Clinicopathological Factors Associated with Incomplete Excision of High-risk Basal Cell Carcinoma
Hannah Ceder, Annie Ekström, Lajla Hadzic, John Paoli
DOI: 10.2340/00015555-3856
Abstract
Research has shown higher rates of incomplete excision among high-risk than low-risk basal cell carcinomas, but data is limited. A single-centre, retrospective study including excised high-risk basal cell carcinomas (type II–III according to the Swedish classification) was performed to determine incomplete excision rates and associated clinicopathological risk factors. Overall, 987 consecutive cases were included. Of these, 203 (20.6%) were incompletely excised. Incomplete excision rates were higher for type III basal cell carcinomas (27.0% vs 17.6% for type II, p < 0.001) and localization on the face and scalp (22.4% vs 14.7% for other locations, p = 0.009), especially on the nose, ear, scalp and periorbital area (28.0–37.0% vs 9.5–16.9% for other locations, p < 0.0001).

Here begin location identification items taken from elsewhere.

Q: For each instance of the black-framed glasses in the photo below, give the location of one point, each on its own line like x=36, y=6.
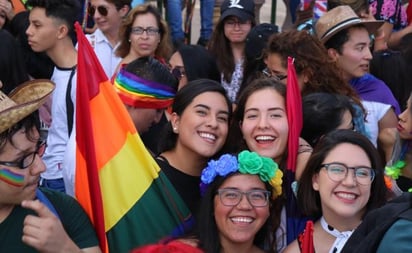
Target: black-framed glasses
x=268, y=73
x=232, y=197
x=232, y=23
x=339, y=171
x=178, y=71
x=150, y=31
x=28, y=159
x=101, y=9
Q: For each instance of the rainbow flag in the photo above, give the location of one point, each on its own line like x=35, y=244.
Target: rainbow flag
x=128, y=198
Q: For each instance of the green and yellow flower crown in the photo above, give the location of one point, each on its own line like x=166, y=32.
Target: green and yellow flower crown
x=246, y=163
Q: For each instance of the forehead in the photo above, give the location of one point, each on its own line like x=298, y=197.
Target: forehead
x=267, y=97
x=243, y=181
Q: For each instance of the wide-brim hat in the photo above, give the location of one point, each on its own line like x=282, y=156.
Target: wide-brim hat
x=22, y=101
x=340, y=18
x=242, y=9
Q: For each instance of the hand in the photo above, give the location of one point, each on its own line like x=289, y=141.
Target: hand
x=45, y=232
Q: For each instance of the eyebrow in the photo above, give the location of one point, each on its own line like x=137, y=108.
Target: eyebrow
x=208, y=108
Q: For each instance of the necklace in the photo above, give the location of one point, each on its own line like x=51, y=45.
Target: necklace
x=341, y=237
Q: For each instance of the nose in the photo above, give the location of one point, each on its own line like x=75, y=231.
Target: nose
x=244, y=203
x=262, y=123
x=368, y=54
x=212, y=121
x=350, y=179
x=38, y=166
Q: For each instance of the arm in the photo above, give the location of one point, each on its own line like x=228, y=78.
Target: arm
x=45, y=232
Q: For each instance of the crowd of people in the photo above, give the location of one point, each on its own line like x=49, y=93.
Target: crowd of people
x=216, y=118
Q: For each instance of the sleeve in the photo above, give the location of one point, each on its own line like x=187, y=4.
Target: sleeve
x=74, y=219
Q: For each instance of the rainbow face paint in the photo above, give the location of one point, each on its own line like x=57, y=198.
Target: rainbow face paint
x=11, y=177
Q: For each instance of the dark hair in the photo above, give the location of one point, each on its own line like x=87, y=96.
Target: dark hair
x=207, y=230
x=182, y=99
x=391, y=67
x=311, y=59
x=198, y=63
x=339, y=39
x=164, y=48
x=12, y=68
x=220, y=47
x=65, y=10
x=151, y=69
x=322, y=113
x=26, y=124
x=309, y=199
x=120, y=3
x=235, y=141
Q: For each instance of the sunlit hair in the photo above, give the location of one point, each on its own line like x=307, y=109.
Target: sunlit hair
x=309, y=199
x=312, y=60
x=164, y=48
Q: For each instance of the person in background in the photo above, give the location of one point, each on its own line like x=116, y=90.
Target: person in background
x=228, y=42
x=143, y=33
x=108, y=16
x=51, y=24
x=34, y=219
x=196, y=132
x=324, y=112
x=175, y=21
x=191, y=62
x=348, y=46
x=342, y=182
x=147, y=88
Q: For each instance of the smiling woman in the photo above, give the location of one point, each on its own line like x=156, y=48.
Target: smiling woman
x=197, y=130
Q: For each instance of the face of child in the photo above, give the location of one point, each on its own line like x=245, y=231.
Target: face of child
x=264, y=125
x=405, y=121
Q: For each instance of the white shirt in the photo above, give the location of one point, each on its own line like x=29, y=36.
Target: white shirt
x=104, y=52
x=58, y=135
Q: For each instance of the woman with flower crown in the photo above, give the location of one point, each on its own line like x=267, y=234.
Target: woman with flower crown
x=342, y=182
x=240, y=193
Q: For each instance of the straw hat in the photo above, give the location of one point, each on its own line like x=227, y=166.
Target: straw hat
x=340, y=18
x=22, y=101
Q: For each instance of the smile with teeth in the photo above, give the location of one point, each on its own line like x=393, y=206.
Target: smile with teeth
x=208, y=136
x=241, y=219
x=349, y=196
x=264, y=138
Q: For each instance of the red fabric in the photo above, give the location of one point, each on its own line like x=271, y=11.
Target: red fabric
x=294, y=112
x=88, y=87
x=306, y=239
x=409, y=12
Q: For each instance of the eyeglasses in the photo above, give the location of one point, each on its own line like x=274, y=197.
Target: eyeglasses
x=178, y=72
x=28, y=159
x=101, y=9
x=232, y=23
x=232, y=197
x=339, y=171
x=150, y=31
x=268, y=73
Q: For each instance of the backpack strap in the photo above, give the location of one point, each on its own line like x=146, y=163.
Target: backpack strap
x=69, y=102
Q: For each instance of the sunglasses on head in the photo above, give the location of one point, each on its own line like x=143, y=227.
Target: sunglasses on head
x=101, y=9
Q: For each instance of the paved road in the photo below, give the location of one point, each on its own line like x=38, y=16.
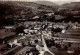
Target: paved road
x=45, y=46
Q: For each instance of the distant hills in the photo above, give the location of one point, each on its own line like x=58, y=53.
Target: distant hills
x=72, y=5
x=18, y=6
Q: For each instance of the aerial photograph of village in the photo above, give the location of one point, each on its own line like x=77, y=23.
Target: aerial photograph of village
x=39, y=27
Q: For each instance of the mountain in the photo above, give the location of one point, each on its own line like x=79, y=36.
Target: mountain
x=72, y=5
x=48, y=3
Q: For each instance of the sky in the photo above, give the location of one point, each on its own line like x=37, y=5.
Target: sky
x=57, y=1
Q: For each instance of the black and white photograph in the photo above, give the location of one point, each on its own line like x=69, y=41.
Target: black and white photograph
x=39, y=27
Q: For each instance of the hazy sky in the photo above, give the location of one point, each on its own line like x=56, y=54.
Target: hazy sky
x=57, y=1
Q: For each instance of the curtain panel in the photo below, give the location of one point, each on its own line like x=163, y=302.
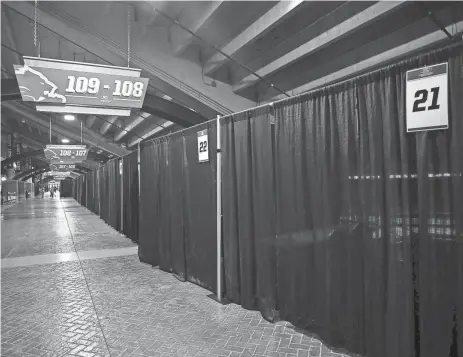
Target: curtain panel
x=178, y=206
x=130, y=195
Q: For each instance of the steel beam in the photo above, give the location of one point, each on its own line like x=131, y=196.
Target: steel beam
x=10, y=89
x=153, y=131
x=90, y=121
x=6, y=28
x=195, y=20
x=107, y=124
x=379, y=60
x=337, y=33
x=164, y=75
x=264, y=24
x=132, y=122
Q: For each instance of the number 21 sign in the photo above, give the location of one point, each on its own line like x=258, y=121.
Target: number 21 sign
x=427, y=98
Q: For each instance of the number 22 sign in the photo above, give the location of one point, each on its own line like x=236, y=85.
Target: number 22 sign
x=203, y=149
x=427, y=98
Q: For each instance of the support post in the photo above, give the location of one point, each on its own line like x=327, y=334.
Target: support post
x=121, y=164
x=219, y=214
x=219, y=296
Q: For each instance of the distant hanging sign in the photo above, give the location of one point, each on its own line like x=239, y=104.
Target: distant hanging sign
x=427, y=98
x=62, y=167
x=77, y=87
x=66, y=154
x=59, y=175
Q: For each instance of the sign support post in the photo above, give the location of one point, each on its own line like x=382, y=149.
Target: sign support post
x=219, y=214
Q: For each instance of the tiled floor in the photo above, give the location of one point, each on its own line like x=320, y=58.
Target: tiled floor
x=97, y=299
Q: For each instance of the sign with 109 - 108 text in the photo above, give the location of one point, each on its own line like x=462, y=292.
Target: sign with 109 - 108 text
x=66, y=154
x=427, y=98
x=76, y=87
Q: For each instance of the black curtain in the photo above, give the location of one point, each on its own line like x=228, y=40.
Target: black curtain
x=103, y=185
x=178, y=215
x=90, y=188
x=344, y=224
x=149, y=203
x=176, y=202
x=96, y=192
x=248, y=193
x=130, y=195
x=66, y=188
x=200, y=209
x=112, y=187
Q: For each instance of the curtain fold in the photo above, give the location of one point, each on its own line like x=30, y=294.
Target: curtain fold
x=249, y=210
x=149, y=204
x=176, y=204
x=365, y=235
x=130, y=195
x=200, y=214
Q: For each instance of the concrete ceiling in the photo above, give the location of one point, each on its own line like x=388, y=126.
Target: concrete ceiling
x=296, y=45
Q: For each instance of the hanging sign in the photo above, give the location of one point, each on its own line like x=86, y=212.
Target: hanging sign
x=76, y=87
x=66, y=154
x=427, y=98
x=59, y=175
x=203, y=149
x=62, y=167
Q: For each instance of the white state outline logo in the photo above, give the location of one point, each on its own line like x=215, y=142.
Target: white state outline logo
x=50, y=94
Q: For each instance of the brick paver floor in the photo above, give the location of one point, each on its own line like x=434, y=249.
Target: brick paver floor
x=114, y=305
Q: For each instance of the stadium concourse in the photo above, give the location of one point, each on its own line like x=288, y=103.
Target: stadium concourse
x=231, y=178
x=73, y=286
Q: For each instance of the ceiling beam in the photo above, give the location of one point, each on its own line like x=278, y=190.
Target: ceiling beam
x=195, y=20
x=171, y=111
x=90, y=121
x=6, y=28
x=107, y=124
x=335, y=34
x=160, y=67
x=132, y=122
x=10, y=89
x=380, y=60
x=265, y=23
x=153, y=131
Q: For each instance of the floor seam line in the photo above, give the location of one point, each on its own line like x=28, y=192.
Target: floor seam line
x=85, y=279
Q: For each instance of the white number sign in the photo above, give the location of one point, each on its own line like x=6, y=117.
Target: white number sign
x=427, y=98
x=203, y=147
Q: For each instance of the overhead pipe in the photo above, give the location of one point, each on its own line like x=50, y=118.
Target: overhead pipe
x=62, y=131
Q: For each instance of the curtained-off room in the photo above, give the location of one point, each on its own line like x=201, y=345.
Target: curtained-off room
x=333, y=216
x=178, y=206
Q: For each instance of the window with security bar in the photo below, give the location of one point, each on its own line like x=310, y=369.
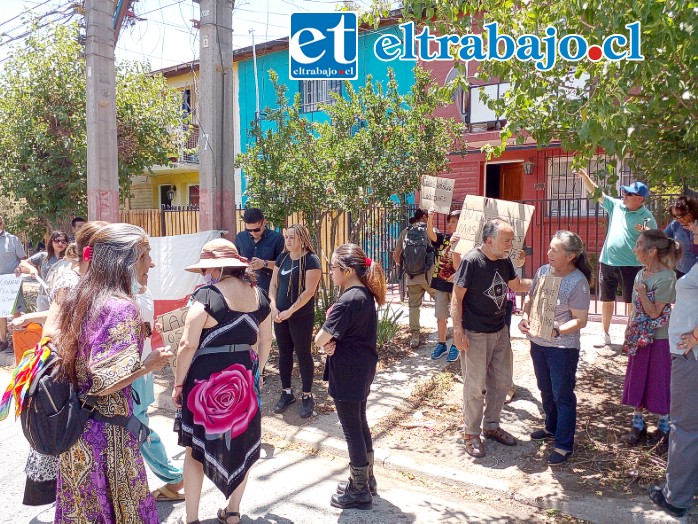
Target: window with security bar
x=316, y=92
x=566, y=193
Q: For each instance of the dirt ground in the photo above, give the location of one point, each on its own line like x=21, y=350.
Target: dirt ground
x=601, y=463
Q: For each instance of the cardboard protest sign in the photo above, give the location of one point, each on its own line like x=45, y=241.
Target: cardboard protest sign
x=436, y=193
x=172, y=328
x=477, y=210
x=542, y=315
x=9, y=289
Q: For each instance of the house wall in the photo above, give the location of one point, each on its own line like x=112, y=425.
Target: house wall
x=278, y=61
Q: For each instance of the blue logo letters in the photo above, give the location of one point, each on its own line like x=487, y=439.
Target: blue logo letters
x=324, y=46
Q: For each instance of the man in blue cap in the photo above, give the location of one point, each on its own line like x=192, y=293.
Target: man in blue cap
x=627, y=217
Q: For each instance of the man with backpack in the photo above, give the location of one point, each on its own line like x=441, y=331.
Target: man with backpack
x=442, y=282
x=414, y=254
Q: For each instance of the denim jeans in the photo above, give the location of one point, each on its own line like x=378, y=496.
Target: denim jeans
x=352, y=417
x=555, y=370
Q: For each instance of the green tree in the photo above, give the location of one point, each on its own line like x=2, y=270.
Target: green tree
x=43, y=127
x=371, y=154
x=645, y=110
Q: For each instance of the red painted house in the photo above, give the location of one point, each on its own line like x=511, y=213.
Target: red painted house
x=523, y=172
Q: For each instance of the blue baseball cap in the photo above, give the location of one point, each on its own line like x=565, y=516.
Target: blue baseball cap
x=638, y=188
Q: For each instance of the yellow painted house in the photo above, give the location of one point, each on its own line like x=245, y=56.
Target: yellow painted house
x=178, y=184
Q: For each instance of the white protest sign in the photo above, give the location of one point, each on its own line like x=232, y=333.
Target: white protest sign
x=9, y=288
x=436, y=193
x=477, y=210
x=172, y=328
x=542, y=315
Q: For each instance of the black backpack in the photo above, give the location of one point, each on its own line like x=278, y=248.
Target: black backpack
x=53, y=416
x=417, y=252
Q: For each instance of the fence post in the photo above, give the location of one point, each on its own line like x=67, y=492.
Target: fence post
x=162, y=220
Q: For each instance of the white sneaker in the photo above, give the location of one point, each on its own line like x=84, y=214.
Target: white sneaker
x=606, y=341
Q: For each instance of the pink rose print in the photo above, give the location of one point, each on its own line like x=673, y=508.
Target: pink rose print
x=225, y=402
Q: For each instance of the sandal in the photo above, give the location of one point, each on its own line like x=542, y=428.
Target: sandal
x=474, y=446
x=223, y=515
x=165, y=494
x=500, y=436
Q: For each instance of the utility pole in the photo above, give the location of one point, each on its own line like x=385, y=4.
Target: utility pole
x=102, y=148
x=216, y=151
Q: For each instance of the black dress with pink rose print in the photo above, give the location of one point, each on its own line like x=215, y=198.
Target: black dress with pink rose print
x=221, y=408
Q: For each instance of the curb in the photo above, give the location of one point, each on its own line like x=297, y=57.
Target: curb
x=609, y=510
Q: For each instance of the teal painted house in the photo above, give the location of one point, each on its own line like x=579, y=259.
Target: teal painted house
x=274, y=56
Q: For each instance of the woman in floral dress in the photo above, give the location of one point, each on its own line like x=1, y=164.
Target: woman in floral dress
x=226, y=341
x=101, y=479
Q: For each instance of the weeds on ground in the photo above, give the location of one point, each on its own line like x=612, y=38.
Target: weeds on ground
x=388, y=325
x=432, y=389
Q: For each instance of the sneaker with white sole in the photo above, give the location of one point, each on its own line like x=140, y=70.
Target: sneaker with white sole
x=453, y=354
x=439, y=351
x=605, y=341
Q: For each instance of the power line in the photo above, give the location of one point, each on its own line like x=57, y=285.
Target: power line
x=26, y=11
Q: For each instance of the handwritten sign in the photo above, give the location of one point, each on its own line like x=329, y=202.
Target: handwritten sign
x=172, y=328
x=542, y=315
x=477, y=210
x=437, y=193
x=9, y=289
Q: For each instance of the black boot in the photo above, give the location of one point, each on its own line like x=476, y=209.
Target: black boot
x=357, y=495
x=372, y=484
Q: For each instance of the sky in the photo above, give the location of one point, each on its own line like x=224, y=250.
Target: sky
x=164, y=34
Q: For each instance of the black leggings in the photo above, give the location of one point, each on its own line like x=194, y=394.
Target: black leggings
x=296, y=334
x=352, y=416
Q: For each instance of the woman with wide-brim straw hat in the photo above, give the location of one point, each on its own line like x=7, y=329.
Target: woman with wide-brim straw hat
x=226, y=341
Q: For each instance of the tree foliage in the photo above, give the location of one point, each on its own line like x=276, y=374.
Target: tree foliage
x=645, y=110
x=371, y=153
x=43, y=130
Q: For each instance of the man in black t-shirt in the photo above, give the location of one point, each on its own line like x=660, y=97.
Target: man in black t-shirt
x=260, y=245
x=481, y=335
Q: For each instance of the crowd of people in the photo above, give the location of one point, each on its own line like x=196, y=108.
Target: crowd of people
x=97, y=309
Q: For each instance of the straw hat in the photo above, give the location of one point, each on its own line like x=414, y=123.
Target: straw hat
x=218, y=253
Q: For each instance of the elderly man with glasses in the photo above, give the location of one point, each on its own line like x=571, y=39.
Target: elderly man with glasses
x=260, y=245
x=628, y=217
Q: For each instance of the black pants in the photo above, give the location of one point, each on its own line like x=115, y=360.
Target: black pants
x=352, y=417
x=296, y=334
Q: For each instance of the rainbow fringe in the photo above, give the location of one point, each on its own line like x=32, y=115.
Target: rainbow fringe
x=32, y=362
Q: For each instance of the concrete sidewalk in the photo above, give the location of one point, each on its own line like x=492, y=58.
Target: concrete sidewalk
x=499, y=478
x=447, y=462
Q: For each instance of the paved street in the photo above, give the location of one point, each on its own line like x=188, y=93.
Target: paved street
x=287, y=485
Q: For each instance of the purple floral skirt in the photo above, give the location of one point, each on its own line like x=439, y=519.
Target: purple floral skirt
x=221, y=416
x=648, y=378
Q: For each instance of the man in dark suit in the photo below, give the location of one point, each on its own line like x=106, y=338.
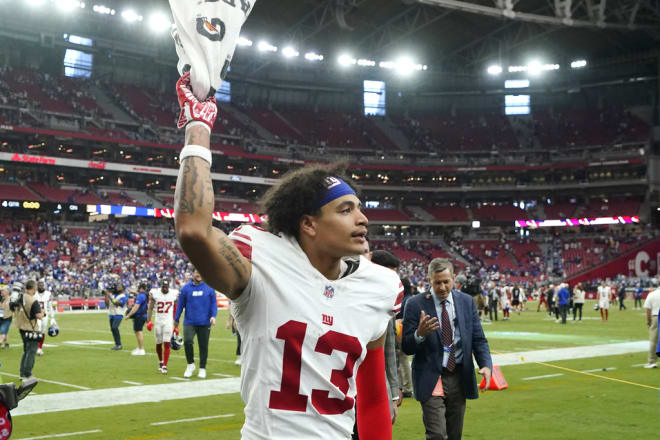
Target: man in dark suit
x=442, y=330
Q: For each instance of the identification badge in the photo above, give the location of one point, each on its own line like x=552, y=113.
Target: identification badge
x=438, y=391
x=445, y=358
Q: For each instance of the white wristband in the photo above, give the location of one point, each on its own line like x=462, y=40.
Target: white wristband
x=195, y=150
x=198, y=123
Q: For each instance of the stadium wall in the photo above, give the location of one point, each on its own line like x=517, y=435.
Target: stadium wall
x=642, y=262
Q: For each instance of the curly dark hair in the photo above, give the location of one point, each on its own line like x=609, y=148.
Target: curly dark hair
x=297, y=193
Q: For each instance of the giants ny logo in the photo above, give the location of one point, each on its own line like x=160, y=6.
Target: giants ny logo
x=327, y=319
x=329, y=292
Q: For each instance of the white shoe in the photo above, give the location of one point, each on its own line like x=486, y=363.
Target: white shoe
x=189, y=370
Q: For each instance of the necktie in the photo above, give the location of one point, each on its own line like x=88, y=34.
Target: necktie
x=448, y=337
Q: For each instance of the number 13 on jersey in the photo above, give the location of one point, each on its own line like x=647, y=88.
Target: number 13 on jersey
x=288, y=398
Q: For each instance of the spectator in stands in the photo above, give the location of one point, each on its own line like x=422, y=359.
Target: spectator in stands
x=652, y=306
x=139, y=315
x=5, y=318
x=199, y=301
x=115, y=301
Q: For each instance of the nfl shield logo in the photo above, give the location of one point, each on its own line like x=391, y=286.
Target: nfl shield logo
x=329, y=292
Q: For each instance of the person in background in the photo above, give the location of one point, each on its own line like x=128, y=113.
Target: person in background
x=563, y=296
x=622, y=296
x=443, y=331
x=139, y=315
x=638, y=298
x=115, y=301
x=5, y=318
x=652, y=306
x=578, y=300
x=199, y=301
x=27, y=313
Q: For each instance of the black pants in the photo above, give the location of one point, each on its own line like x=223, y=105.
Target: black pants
x=30, y=345
x=576, y=307
x=203, y=333
x=114, y=328
x=621, y=306
x=492, y=308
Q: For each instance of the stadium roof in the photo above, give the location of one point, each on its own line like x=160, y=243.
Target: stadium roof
x=450, y=35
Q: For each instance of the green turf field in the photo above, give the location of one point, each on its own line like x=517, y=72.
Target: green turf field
x=546, y=400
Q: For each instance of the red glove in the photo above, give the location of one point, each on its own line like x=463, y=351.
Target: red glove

Circular excisions were also more often incomplete (28.5%) compared with elliptical excisions (17.7%) (p < 0.001). No association was found between incomplete excision rates and tumour size, excision margins, use of a preoperative biopsy or surgeon experience. Mohs micrographic surgery should be used more often for type II–III basal cell carcinomas on the face and scalp.
Significance
Due to aggressive and destructive local growth, complete surgical removal of high-risk basal cell carcinoma is of utmost importance and should preferably be accomplished at the first attempt. This study found that as much as one-fifth of these tumours were incompletely excised when traditional surgical excision was used. The most important factor associated with incomplete excision was tumour location. Higher incomplete excision rates were seen in the face and scalp, especially on the nose, ear, scalp and periorbital area. Using Mohs micrographic surgery more often in these areas would limit treatment failure.